Diel change in inorganic nitrogenous nutrient dynamics and associated oxygen stoichiometry along the Pearl River Estuary

The reactive nitrogen (N) emitted from continents significantly perturbs the pristine N cycle around the land -ocean boundary resulting in eutrophication and hypoxia. As nutrients are transported downstream through an estuary, various types of biological processes co-occur to modulate nitrogen speciation to influence the biogeochemical habitats for downstream microorganisms. We surveyed the Pearl River Estuary to examine the N transfer dynamics among nitrogen species with considering process-specific oxygen production and consump-tion. By using 15N pulse-tracing techniques, we measured ammonia oxidation and uptakes of ammonium, nitrite, and nitrate simultaneously under dark and light conditions in parallel. Light strongly inhibited nitrification but enhanced N uptake, and such light effect was further considered in the calculation for nitrogen transformation rates over a diel cycle. We found both oxidation and uptake of ammonium decreased seaward as substrate decreased. The nitrifier and phytoplankton work in antiphase to draw down incoming ammonium rapidly. Contrary to ammonium uptake, uptake of nitrite and nitrate showed a seaward increasing pattern. Such an in-verse spatial pattern implies a shift in N preference for phytoplankton. Such high ammonium preference inhibits nitrate/nitrite uptake allowing them to behave conservatively in the estuary and to travel farther to outer es-tuary. By integrating oxygen consumption and production induced by N transformation processes over the diel cycle, oxygen was produced although allochthonous ammonium input is high (-250 mu M).
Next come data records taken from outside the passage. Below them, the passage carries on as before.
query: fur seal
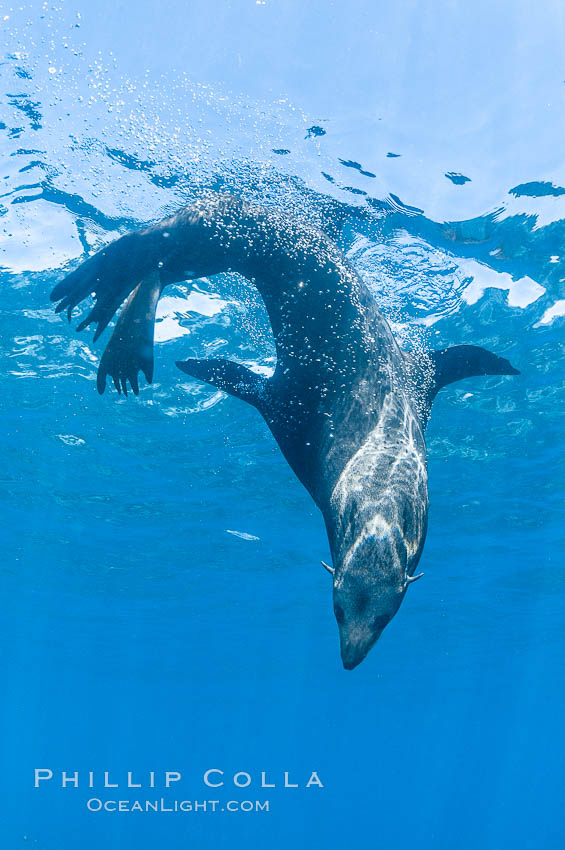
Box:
[51,194,519,670]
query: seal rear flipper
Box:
[405,345,520,426]
[176,358,268,411]
[431,345,520,392]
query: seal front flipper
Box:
[176,358,268,412]
[96,272,163,396]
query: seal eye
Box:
[334,605,345,626]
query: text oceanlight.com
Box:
[34,768,324,813]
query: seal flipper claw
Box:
[176,358,267,410]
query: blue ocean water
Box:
[0,0,565,850]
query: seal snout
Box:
[340,632,380,670]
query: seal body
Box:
[51,195,516,669]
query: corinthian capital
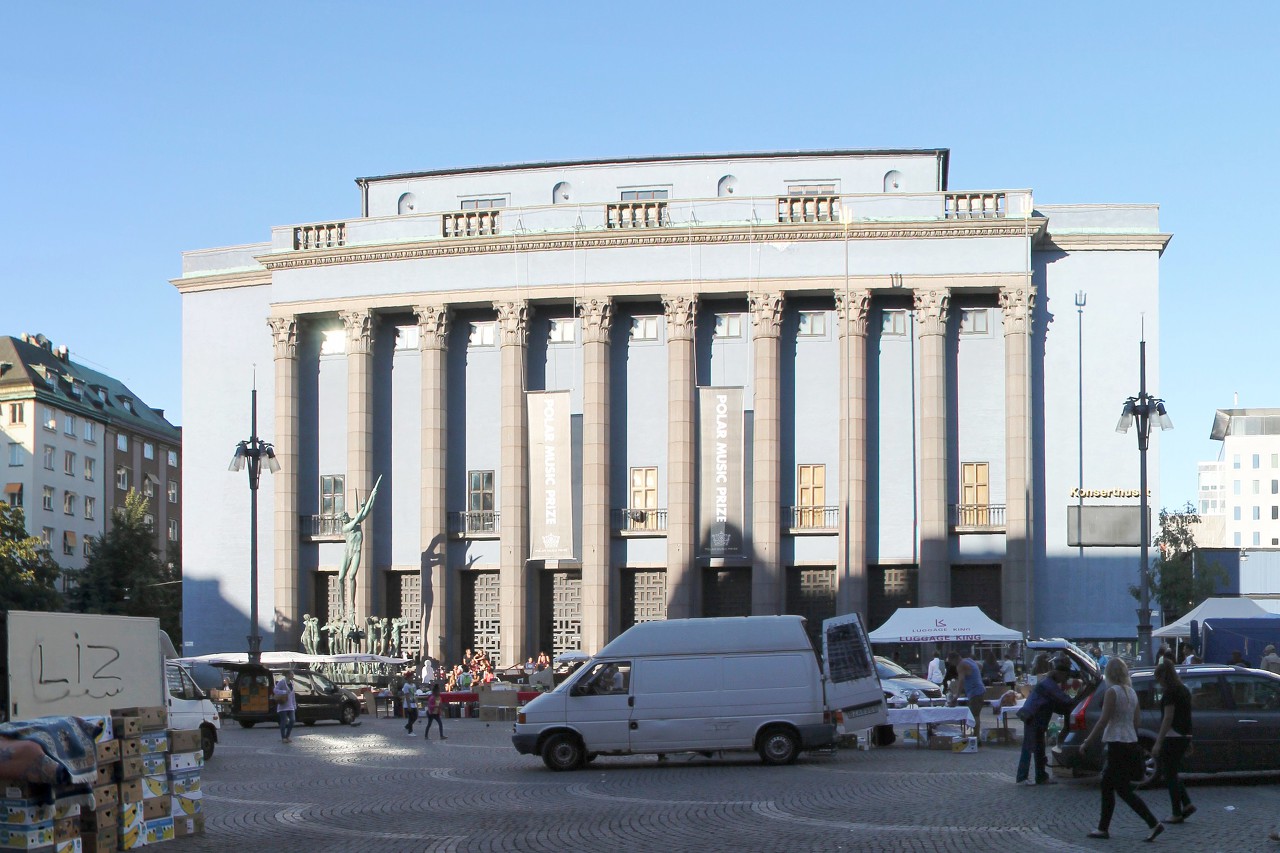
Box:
[338,310,378,355]
[413,305,451,350]
[577,297,613,343]
[748,293,782,338]
[266,316,298,359]
[493,300,529,347]
[913,287,951,338]
[836,291,872,337]
[1000,284,1036,337]
[662,296,698,341]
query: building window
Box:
[881,310,906,337]
[796,311,827,338]
[960,309,991,334]
[796,465,827,528]
[959,462,991,526]
[550,318,577,343]
[716,314,742,338]
[467,323,498,348]
[320,474,347,519]
[622,190,668,201]
[631,316,659,341]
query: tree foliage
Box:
[1129,502,1228,625]
[69,489,182,644]
[0,502,63,610]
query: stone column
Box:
[577,297,616,652]
[1000,283,1036,630]
[662,296,701,619]
[266,316,299,649]
[493,300,532,666]
[914,288,951,607]
[413,305,450,661]
[749,293,786,616]
[339,309,378,629]
[836,291,872,614]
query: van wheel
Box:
[756,727,800,766]
[543,734,586,771]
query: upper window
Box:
[550,318,577,343]
[631,316,660,341]
[796,311,827,338]
[960,309,991,334]
[881,309,906,336]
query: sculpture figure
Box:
[338,476,383,621]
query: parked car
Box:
[230,665,360,729]
[1053,665,1280,784]
[876,654,946,708]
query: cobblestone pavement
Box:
[174,717,1280,853]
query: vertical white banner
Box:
[526,391,573,560]
[698,388,746,557]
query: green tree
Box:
[1129,502,1228,625]
[0,502,63,610]
[69,489,182,648]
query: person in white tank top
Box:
[1080,657,1165,841]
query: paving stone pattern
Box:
[172,717,1280,853]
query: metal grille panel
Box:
[622,569,667,630]
[541,571,582,658]
[462,571,507,666]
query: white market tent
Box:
[868,607,1023,643]
[1151,598,1275,638]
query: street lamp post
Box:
[227,388,280,663]
[1116,339,1174,666]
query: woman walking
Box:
[1082,657,1165,841]
[1151,660,1196,824]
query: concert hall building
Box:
[173,149,1170,665]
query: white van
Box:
[512,613,887,770]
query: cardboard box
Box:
[116,779,142,811]
[143,817,174,845]
[111,715,142,732]
[169,729,201,752]
[115,742,146,781]
[173,815,205,838]
[142,776,169,799]
[111,704,169,731]
[0,799,54,826]
[97,740,120,765]
[0,821,54,850]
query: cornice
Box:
[252,216,1048,272]
[1036,231,1174,255]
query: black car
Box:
[1053,665,1280,784]
[230,666,360,729]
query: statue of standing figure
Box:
[338,475,383,622]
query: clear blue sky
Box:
[0,1,1280,506]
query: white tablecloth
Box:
[888,707,974,726]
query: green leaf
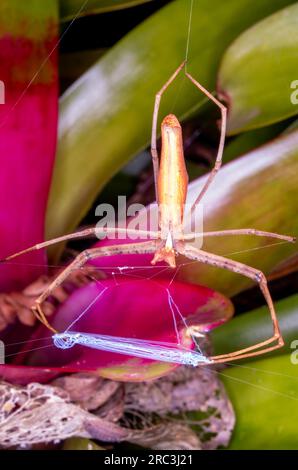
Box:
[47,0,292,253]
[178,131,298,296]
[60,0,153,21]
[219,355,298,450]
[219,3,298,134]
[223,120,289,163]
[210,294,298,357]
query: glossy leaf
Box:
[223,121,288,163]
[0,0,58,291]
[218,3,298,134]
[211,295,298,358]
[219,355,298,450]
[47,0,292,250]
[60,0,153,21]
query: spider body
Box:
[152,114,188,268]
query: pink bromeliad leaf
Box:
[0,0,58,382]
[24,276,233,381]
[0,0,58,292]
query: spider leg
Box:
[177,244,284,363]
[184,228,296,243]
[151,61,185,197]
[32,240,158,333]
[0,227,160,263]
[185,72,227,215]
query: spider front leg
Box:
[32,240,158,333]
[185,72,227,216]
[177,243,284,363]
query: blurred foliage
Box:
[219,354,298,450]
[47,0,293,252]
[60,0,153,21]
[211,294,298,358]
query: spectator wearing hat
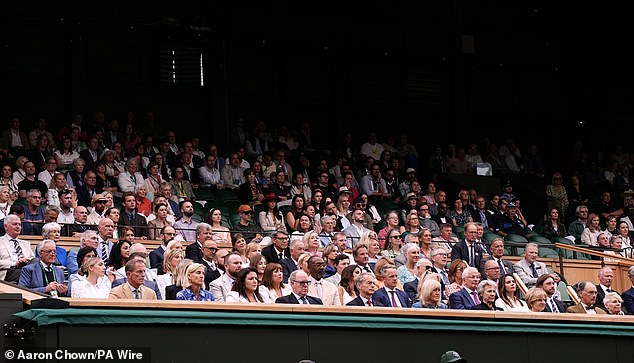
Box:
[258,193,286,232]
[398,168,416,197]
[86,194,108,225]
[233,204,264,243]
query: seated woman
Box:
[471,280,498,311]
[144,203,173,239]
[337,265,362,305]
[258,262,293,303]
[226,266,265,303]
[603,292,625,315]
[176,262,214,301]
[156,249,185,299]
[412,278,447,309]
[71,257,114,299]
[249,254,266,283]
[525,287,548,313]
[165,258,194,300]
[495,274,528,312]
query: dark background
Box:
[0,0,634,168]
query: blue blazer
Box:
[621,287,634,315]
[449,288,475,310]
[372,287,412,308]
[18,259,64,293]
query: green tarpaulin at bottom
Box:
[15,308,634,336]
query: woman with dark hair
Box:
[286,194,306,233]
[495,274,529,311]
[337,265,362,305]
[258,262,293,302]
[225,266,264,303]
[108,240,134,271]
[249,254,266,283]
[207,208,233,244]
[238,168,264,207]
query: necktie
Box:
[11,238,24,257]
[315,281,324,300]
[531,263,539,278]
[498,260,506,275]
[390,291,398,308]
[101,242,108,266]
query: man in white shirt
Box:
[308,256,341,305]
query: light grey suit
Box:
[513,258,549,288]
[209,273,233,301]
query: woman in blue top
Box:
[176,263,214,301]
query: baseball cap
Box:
[440,350,467,363]
[92,194,108,204]
[238,204,253,213]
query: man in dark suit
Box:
[596,266,618,311]
[451,222,485,268]
[200,239,220,286]
[185,222,213,263]
[18,239,68,297]
[535,274,568,313]
[275,270,323,305]
[449,266,481,310]
[480,237,513,276]
[119,192,150,239]
[566,281,607,314]
[278,236,304,282]
[372,265,412,308]
[262,231,290,263]
[150,225,175,274]
[621,266,634,315]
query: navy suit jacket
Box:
[275,294,324,305]
[346,295,385,306]
[372,287,412,308]
[449,288,475,310]
[150,247,165,275]
[112,278,162,300]
[278,257,297,282]
[403,277,418,303]
[451,239,484,269]
[621,287,634,315]
[18,260,64,293]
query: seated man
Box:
[110,258,157,300]
[18,239,68,297]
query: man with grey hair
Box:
[319,214,337,247]
[622,266,634,315]
[513,242,549,289]
[185,222,213,263]
[566,281,607,314]
[449,266,481,310]
[596,266,618,311]
[394,233,420,268]
[18,239,68,297]
[346,272,383,306]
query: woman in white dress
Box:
[495,274,530,312]
[71,257,112,299]
[156,248,185,300]
[258,262,293,303]
[225,266,264,303]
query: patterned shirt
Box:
[176,287,214,301]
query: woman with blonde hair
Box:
[412,278,447,309]
[156,249,185,299]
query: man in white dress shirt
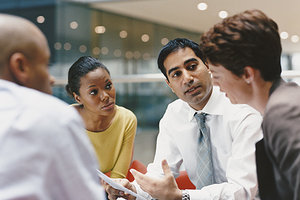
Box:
[0,14,105,200]
[106,38,262,200]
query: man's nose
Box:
[183,71,194,85]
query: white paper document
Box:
[97,169,146,200]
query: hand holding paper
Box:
[97,170,145,199]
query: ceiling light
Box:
[54,42,62,50]
[114,49,122,57]
[101,47,109,55]
[219,10,228,19]
[280,31,289,40]
[160,38,169,45]
[64,42,72,51]
[36,16,45,24]
[120,31,128,38]
[197,3,207,10]
[95,26,106,34]
[93,47,101,55]
[291,35,299,43]
[70,21,78,29]
[141,34,150,42]
[79,45,87,53]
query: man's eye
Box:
[90,90,98,95]
[187,64,197,70]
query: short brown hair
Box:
[200,10,282,81]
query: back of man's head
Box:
[0,14,52,93]
[157,38,205,80]
[200,10,282,81]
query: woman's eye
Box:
[172,71,181,77]
[105,83,112,89]
[90,90,98,95]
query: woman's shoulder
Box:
[116,105,136,121]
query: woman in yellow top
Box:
[66,56,137,178]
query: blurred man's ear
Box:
[242,66,255,84]
[165,79,175,93]
[8,52,30,86]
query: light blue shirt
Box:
[0,80,105,200]
[137,87,262,200]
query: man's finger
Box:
[161,160,172,175]
[130,169,144,180]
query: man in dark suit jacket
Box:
[200,10,300,200]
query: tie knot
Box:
[195,113,207,124]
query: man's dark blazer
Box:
[256,79,300,200]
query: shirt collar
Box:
[188,86,229,121]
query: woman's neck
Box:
[77,107,116,132]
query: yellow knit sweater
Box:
[86,105,137,178]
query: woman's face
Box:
[74,68,116,116]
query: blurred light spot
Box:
[280,31,289,40]
[160,38,169,45]
[197,3,207,10]
[64,42,72,51]
[120,31,128,38]
[141,34,150,42]
[101,47,109,55]
[79,45,87,53]
[70,21,78,29]
[92,47,100,55]
[219,10,228,19]
[95,26,106,34]
[54,42,62,50]
[114,49,122,57]
[125,51,133,59]
[143,53,151,60]
[291,35,299,43]
[133,51,141,59]
[36,16,45,24]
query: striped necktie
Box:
[195,113,214,189]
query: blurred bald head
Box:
[0,14,54,93]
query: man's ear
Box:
[8,52,30,85]
[242,66,255,84]
[165,79,175,93]
[73,92,82,104]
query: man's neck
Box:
[252,80,273,114]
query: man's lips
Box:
[184,85,201,94]
[101,102,115,109]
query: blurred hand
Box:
[130,160,182,200]
[102,179,136,200]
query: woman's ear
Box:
[73,92,81,104]
[242,66,255,84]
[8,52,30,86]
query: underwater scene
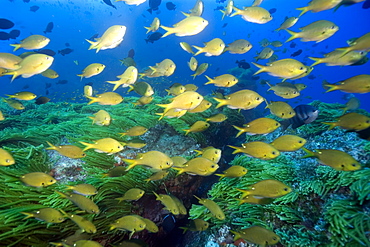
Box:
[0,0,370,247]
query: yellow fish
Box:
[252,58,307,79]
[324,74,370,93]
[215,165,248,180]
[285,20,339,43]
[116,188,145,202]
[233,118,280,137]
[46,142,86,159]
[3,54,54,81]
[109,215,146,239]
[41,69,59,79]
[188,99,212,113]
[224,39,253,54]
[228,141,280,160]
[11,34,50,51]
[143,16,161,33]
[230,6,272,24]
[193,38,225,57]
[0,148,15,166]
[206,113,227,123]
[191,63,209,78]
[213,89,264,110]
[296,0,342,17]
[55,191,100,214]
[275,16,299,32]
[89,110,112,126]
[173,157,219,176]
[119,126,148,136]
[86,25,126,53]
[270,135,307,152]
[66,184,98,196]
[194,195,226,220]
[77,63,105,80]
[86,92,123,105]
[204,74,239,87]
[20,172,57,187]
[254,47,274,62]
[302,148,361,171]
[5,92,37,100]
[0,52,22,70]
[153,191,180,215]
[80,138,123,155]
[183,121,210,135]
[123,151,173,171]
[266,101,296,119]
[21,208,65,223]
[322,112,370,131]
[237,179,292,198]
[161,16,208,38]
[231,226,280,246]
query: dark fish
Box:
[57,80,68,84]
[0,32,10,40]
[145,32,163,43]
[44,22,54,33]
[30,5,40,12]
[103,0,117,9]
[35,96,50,105]
[9,29,21,39]
[148,0,162,13]
[0,18,14,29]
[127,49,135,58]
[280,105,319,131]
[362,0,370,9]
[35,49,56,57]
[89,33,99,40]
[235,59,251,69]
[166,2,176,10]
[269,8,277,14]
[58,48,73,56]
[290,49,302,57]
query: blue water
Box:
[0,0,370,110]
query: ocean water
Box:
[0,0,370,110]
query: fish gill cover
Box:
[0,0,370,247]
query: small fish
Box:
[194,195,226,220]
[302,148,361,171]
[322,112,370,131]
[21,208,65,223]
[46,142,86,159]
[215,165,248,180]
[20,172,57,187]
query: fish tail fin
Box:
[80,142,94,152]
[204,75,213,85]
[10,44,21,51]
[193,45,204,56]
[233,125,246,137]
[161,25,175,38]
[230,6,241,17]
[308,57,322,67]
[123,159,137,171]
[284,29,299,43]
[46,141,57,150]
[296,7,309,17]
[321,122,337,130]
[252,62,266,75]
[213,98,227,109]
[85,95,98,105]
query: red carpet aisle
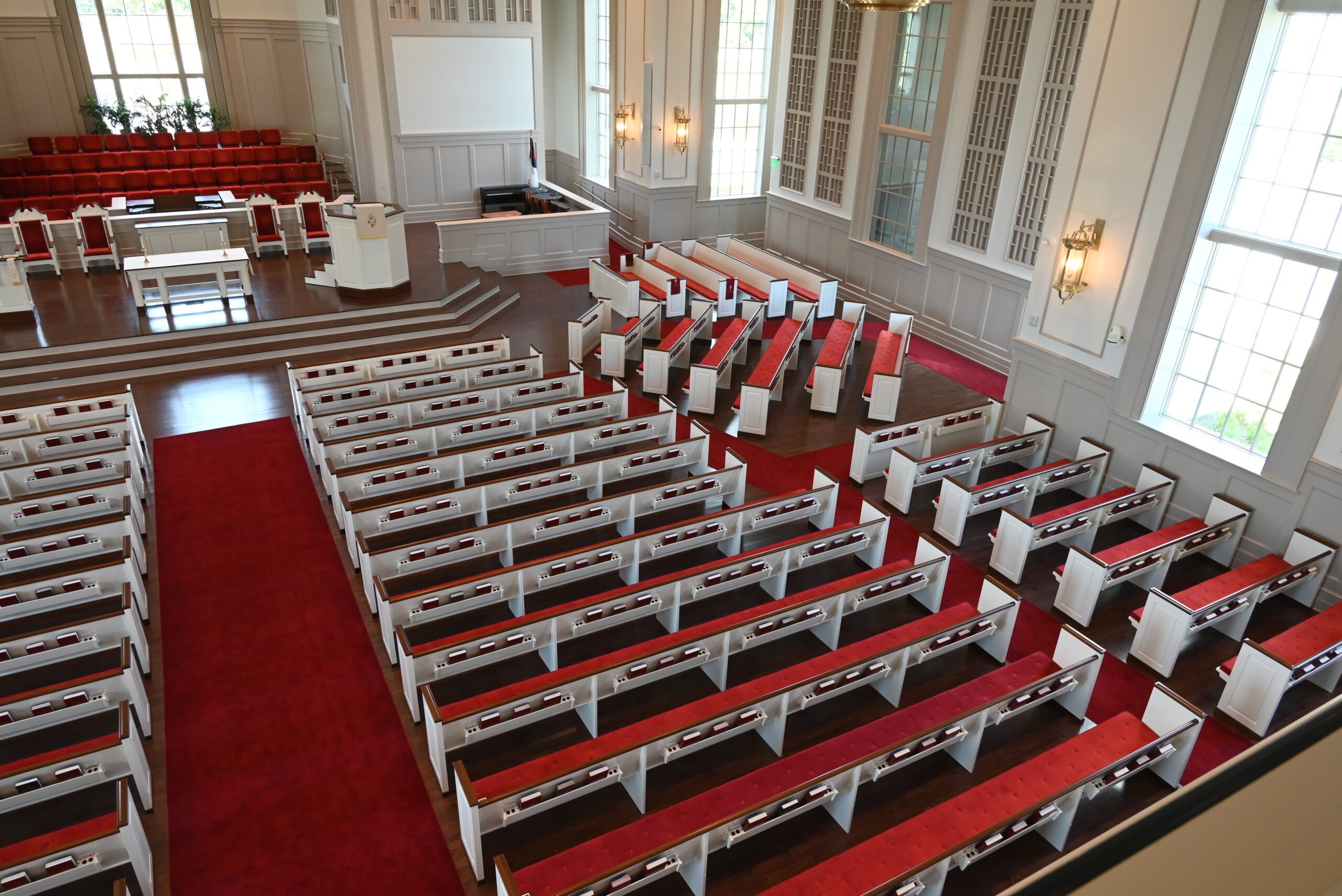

For most stations, ammonium was completely consumed within 2 days, some stations even less than 0.5 days, implying that although the water residence time is short (2-15 days), tremendous input of ammonium N from upstream was transformed into particulate organic or nitrate forms during traveling to modulate the biogeochemical niche, including substrate, organics and oxygen, of coastal microbes in water column and sediments.

Automated summary

The reactive nitrogen emitted from continents significantly affects the nitrogen cycle and leads to eutrophication and hypoxia. In the Pearl River Estuary, nitrogen transfer dynamics and nitrogen speciation were examined. Light inhibited nitrification but enhanced nitrogen uptake. Ammonium oxidation and uptake decreased seaward, while nitrite and nitrate uptake increased. Oxygen was produced through nitrogen transformation processes, and although ammonium input was high, it was rapidly consumed and transformed into particulate organic or nitrate forms.